Back to All Events

Increasing Data Access and Interoperability of the Sequence Read Archive (SRA) through GA4GH Data Repository Service (DRS) API

In the ever-expanding landscape of genomics research, efficient data access and analysis are paramount. Enter the SRA to DRS Converter, a new workflow in the Cancer Genomics Cloud SRA Tools Suite that bridges the gap between the Sequence Read Archive (SRA) and the Data Repository Service (DRS). 

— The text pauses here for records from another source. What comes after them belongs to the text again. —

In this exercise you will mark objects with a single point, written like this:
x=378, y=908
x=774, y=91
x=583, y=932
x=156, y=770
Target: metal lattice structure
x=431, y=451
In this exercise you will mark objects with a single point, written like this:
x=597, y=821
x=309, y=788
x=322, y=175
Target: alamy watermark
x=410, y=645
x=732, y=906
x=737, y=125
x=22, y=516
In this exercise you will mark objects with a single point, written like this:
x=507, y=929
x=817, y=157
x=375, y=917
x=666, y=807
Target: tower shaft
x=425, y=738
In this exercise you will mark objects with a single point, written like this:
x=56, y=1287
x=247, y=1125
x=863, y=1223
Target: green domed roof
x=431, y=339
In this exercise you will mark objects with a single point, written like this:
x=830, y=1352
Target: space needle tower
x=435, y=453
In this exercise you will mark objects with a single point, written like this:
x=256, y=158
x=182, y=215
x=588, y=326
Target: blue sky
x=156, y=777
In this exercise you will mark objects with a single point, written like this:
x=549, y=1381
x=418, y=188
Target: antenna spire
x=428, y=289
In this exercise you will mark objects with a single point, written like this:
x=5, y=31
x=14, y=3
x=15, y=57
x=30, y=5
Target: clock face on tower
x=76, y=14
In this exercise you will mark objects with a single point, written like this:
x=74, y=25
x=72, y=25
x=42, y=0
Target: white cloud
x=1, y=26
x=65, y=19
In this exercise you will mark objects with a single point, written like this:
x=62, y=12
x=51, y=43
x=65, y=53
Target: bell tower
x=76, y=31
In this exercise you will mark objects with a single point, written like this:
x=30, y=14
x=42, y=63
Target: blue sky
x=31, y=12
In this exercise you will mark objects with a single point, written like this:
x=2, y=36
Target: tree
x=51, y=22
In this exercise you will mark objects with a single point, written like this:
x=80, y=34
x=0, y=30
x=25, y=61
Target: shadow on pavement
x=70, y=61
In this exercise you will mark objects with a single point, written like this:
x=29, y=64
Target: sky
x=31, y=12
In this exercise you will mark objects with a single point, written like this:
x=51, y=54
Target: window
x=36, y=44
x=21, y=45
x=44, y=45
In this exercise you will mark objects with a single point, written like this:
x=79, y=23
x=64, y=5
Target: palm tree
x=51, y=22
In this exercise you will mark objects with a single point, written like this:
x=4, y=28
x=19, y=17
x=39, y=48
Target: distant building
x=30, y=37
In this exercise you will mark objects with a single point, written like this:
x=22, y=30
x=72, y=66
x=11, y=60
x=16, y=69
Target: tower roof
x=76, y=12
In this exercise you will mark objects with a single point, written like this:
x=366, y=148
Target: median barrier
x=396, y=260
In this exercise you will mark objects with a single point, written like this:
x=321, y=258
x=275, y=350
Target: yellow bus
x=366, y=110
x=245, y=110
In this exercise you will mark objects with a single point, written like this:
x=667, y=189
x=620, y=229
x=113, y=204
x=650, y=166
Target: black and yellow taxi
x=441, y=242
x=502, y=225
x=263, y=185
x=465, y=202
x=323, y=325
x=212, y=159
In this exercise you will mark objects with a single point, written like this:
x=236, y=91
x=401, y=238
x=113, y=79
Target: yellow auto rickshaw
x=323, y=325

Unlocking 14 Petabytes of Sequencing Data 

The SRA houses over 14 petabytes of invaluable sequencing data relevant to human health and medical research. However, traditional methods of accessing that data involve downloading files using the SRA Toolkit, resulting in redundant copies and significant time overhead. 

Our innovative workflow flips the script. Instead of downloading files locally, researchers can now directly link to the SRA data via a Data Repository Service (DRS) server. Imagine the convenience of pointing to the exact location of your data on Amazon Web Services or Google Cloud, eliminating the need for duplicate copies. 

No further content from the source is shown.